Being an author is not just about writing books. At least, it isn't for me. It's about loving the people I am writing for. It's about making them feel special, and doing my very best to give them something they will enjoy and remember. It is about inspiring imaginative play and helping children develop a love of books and reading. It is also about helping parents create special moments with their children and giving them a helping hand with the difficult job of parenting.
I get lots of tweets from parents telling me that one of my books is their son or daughter's favourite and that they have read it every bedtime for the last three weeks. It fills me with great pride to know that something I have helped create means so much to somebody. When I think back to my own favourite bedtime stories as a child, it is with very fond memories of special time with a parent. These moments are so precious and I feel immensely proud to be a part of this special time for families across the UK.
I sometimes get a batch of letters too, from school children who have read some of my books. Like the ones pictured that came a couple of days ago from a group of young children at St George's Infant School and Nursery in Colchester.
Their teacher, Deborah Laughlin, emailed in advance, asking permission to send the letters. She said, "I work as a Nurture Leader at a primary school in Colchester Essex. The children in my group love your stories, (we read a different one almost daily). They are so enthusiastic and ask lots of questions, some of which I can't answer, therefore I was wondering if it would be possible for the children to write to you?"
The letters arrived last week, along with an email from Mrs Laughlin telling me that the children had walked to the post box and posted the letters themselves. They were all very proud of their achievement! I have now written back with a little something to keep in their classroom.

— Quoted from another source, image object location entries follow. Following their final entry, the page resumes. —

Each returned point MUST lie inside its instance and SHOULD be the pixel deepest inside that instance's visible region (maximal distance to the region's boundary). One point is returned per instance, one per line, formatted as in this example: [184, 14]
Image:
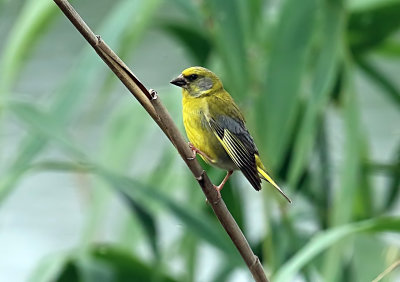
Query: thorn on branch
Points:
[153, 94]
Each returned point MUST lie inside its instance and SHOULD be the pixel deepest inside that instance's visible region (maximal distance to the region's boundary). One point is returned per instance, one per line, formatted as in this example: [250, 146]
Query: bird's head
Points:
[198, 81]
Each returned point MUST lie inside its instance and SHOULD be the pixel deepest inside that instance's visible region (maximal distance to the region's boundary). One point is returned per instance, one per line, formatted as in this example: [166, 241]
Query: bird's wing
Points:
[239, 145]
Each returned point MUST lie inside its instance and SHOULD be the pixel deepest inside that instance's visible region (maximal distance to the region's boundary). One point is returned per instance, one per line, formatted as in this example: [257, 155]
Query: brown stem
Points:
[151, 102]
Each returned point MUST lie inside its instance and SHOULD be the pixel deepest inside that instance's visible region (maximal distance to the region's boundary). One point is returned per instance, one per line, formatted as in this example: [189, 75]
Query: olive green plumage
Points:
[216, 127]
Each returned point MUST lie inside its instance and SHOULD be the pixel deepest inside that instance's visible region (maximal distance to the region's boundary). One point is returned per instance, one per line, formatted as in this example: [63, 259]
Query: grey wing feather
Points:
[239, 145]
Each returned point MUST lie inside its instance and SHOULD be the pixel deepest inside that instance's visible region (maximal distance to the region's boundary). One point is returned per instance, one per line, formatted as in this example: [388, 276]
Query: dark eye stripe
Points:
[192, 77]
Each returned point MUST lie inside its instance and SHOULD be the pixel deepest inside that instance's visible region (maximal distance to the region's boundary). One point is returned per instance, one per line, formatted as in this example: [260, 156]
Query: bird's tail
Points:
[264, 175]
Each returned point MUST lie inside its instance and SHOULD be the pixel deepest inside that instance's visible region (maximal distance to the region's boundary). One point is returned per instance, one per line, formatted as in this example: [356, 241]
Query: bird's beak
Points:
[179, 81]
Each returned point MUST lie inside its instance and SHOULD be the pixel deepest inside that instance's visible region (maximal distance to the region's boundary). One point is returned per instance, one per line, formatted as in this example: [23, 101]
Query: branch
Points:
[152, 104]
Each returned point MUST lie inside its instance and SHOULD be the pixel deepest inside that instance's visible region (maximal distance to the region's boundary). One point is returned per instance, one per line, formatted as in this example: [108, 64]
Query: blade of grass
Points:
[29, 27]
[345, 194]
[323, 82]
[229, 37]
[328, 239]
[380, 79]
[84, 73]
[278, 105]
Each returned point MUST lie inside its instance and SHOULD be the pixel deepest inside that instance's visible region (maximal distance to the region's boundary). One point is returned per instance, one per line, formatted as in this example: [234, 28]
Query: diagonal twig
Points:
[152, 104]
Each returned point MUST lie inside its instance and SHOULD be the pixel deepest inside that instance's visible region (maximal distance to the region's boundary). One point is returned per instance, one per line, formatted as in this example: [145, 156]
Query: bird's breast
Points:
[201, 135]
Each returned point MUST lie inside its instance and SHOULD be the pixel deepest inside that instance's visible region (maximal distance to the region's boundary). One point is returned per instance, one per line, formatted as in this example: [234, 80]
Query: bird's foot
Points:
[219, 187]
[196, 151]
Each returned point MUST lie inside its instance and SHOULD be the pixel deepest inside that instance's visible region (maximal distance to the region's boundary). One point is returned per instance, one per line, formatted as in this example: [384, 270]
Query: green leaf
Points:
[278, 105]
[28, 28]
[78, 82]
[230, 42]
[193, 39]
[329, 238]
[147, 220]
[369, 28]
[197, 223]
[108, 264]
[350, 178]
[325, 73]
[380, 79]
[49, 268]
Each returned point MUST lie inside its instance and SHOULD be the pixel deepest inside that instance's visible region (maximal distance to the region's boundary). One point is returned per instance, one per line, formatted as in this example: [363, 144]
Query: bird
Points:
[216, 128]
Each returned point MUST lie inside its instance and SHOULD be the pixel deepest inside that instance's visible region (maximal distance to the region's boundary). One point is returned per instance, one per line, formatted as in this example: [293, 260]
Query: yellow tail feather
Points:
[265, 176]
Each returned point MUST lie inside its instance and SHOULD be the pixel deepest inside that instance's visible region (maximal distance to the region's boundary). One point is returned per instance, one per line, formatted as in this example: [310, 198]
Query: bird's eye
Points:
[193, 77]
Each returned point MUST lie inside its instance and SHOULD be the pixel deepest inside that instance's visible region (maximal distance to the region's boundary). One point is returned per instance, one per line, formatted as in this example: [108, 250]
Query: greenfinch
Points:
[216, 128]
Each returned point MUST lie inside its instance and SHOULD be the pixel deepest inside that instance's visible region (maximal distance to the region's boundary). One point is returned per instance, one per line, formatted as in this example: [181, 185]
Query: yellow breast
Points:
[200, 134]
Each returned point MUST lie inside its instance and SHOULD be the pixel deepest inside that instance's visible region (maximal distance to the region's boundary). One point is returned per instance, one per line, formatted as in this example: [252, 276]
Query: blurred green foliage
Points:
[293, 66]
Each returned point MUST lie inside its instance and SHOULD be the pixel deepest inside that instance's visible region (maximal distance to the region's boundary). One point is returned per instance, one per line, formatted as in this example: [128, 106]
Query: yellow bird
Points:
[216, 128]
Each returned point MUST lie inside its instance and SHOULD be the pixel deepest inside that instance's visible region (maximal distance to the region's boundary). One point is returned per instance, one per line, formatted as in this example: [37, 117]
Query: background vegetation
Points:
[90, 189]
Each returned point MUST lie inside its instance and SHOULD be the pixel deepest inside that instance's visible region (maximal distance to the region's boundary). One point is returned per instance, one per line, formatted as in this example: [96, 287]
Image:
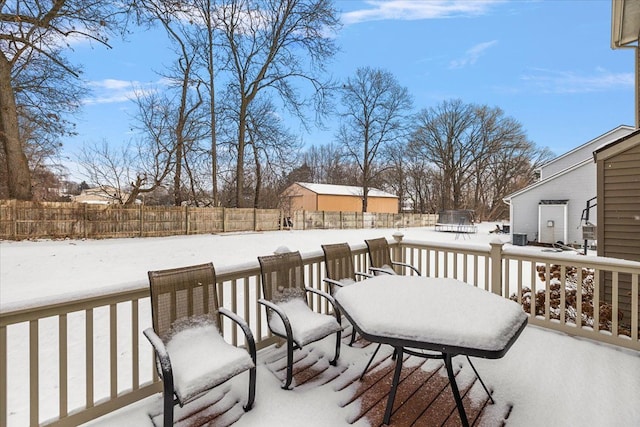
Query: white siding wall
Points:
[577, 186]
[583, 152]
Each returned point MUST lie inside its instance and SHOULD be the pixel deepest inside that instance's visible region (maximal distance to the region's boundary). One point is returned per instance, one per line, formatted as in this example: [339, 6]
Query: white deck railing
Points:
[84, 358]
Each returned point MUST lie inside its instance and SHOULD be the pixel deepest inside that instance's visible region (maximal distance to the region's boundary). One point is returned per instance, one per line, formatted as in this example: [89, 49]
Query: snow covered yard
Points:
[548, 377]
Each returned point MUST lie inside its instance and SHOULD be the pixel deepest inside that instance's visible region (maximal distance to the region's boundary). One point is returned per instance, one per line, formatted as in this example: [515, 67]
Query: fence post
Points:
[397, 236]
[496, 266]
[84, 219]
[186, 220]
[14, 213]
[141, 221]
[224, 219]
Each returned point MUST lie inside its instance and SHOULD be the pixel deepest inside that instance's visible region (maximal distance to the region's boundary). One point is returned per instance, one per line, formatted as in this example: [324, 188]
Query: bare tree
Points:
[36, 80]
[374, 116]
[329, 165]
[274, 148]
[269, 44]
[477, 152]
[188, 121]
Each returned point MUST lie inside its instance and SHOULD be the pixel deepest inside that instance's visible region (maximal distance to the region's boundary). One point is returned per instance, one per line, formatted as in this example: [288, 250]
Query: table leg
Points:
[456, 392]
[394, 385]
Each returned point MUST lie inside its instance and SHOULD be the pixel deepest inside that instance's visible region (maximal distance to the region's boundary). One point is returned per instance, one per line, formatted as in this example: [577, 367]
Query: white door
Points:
[552, 223]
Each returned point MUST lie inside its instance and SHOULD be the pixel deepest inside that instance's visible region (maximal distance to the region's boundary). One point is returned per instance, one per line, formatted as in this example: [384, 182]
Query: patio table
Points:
[441, 315]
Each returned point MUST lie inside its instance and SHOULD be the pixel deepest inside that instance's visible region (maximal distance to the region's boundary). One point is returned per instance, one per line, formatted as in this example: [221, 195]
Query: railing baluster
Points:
[634, 307]
[113, 349]
[3, 375]
[547, 292]
[614, 303]
[580, 279]
[34, 395]
[89, 357]
[596, 300]
[234, 308]
[135, 345]
[63, 345]
[247, 313]
[533, 290]
[563, 284]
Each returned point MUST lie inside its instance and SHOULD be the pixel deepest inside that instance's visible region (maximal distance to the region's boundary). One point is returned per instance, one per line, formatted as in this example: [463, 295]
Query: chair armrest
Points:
[333, 282]
[380, 270]
[407, 266]
[323, 294]
[251, 342]
[162, 355]
[285, 320]
[367, 275]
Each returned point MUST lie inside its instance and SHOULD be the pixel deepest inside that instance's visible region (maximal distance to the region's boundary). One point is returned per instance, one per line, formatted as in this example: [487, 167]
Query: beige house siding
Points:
[618, 232]
[298, 197]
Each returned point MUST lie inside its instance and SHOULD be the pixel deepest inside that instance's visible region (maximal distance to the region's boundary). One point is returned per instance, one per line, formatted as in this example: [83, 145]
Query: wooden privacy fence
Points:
[35, 220]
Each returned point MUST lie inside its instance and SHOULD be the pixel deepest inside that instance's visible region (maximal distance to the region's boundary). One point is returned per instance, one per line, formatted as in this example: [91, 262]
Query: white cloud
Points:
[417, 9]
[110, 91]
[550, 81]
[472, 55]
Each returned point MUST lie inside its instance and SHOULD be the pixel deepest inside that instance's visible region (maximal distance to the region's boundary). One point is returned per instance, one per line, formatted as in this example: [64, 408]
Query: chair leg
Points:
[334, 362]
[366, 368]
[252, 389]
[168, 405]
[353, 336]
[480, 379]
[289, 364]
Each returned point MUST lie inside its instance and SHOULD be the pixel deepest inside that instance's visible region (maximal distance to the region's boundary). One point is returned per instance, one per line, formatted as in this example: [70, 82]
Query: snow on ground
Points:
[548, 377]
[53, 269]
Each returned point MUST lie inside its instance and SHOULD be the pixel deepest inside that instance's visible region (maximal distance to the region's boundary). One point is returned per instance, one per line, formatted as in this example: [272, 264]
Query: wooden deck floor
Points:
[424, 397]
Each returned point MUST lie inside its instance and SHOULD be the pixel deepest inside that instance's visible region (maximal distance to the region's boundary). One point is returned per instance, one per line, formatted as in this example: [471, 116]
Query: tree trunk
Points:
[18, 174]
[242, 127]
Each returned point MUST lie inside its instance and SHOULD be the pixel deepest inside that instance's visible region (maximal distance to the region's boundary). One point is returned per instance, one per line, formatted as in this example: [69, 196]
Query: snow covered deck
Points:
[424, 396]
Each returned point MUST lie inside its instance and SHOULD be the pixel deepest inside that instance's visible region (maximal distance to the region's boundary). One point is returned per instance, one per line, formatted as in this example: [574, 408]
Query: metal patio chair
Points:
[187, 325]
[288, 313]
[338, 261]
[380, 258]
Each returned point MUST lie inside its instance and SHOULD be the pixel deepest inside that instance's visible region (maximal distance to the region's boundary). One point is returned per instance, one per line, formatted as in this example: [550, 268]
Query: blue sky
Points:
[547, 64]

It is wonderful to see teachers going the extra mile like this for their children. And it is wonderful for me to feel that my work has inspired these children enough that they want to sit down and do some writing. Never underestimate how much effort it takes young children to write something. They have a huge amount to think about: letter formation, spelling; getting their meaning across; sentence structure etc. It really is very hard work - even holding the pencil for a long time can be tiring. So motivating children can be a challenge at times.
But getting a reply to a letter they have written is hugely satisfying to a child - heck, it's hugely satisfying to ANYONE if you feel that the person you are writing to is important! It makes us feel special. It makes us feel like we matter. It makes us feel empowered that we can communicate our thoughts and that someone else will understand us and take us seriously. And as writers, mentors, educators and heroes to these children, we should recognise the importance of writing back.
They asked some brilliant questions too:
Why isn't there a rainbow in How to Catch a Dragon?
Why are there no princesses?
How old is Albie?
In doing so, they have given me food for thought - I will definitely ask Ed Eaves to add a rainbow or two to our next book.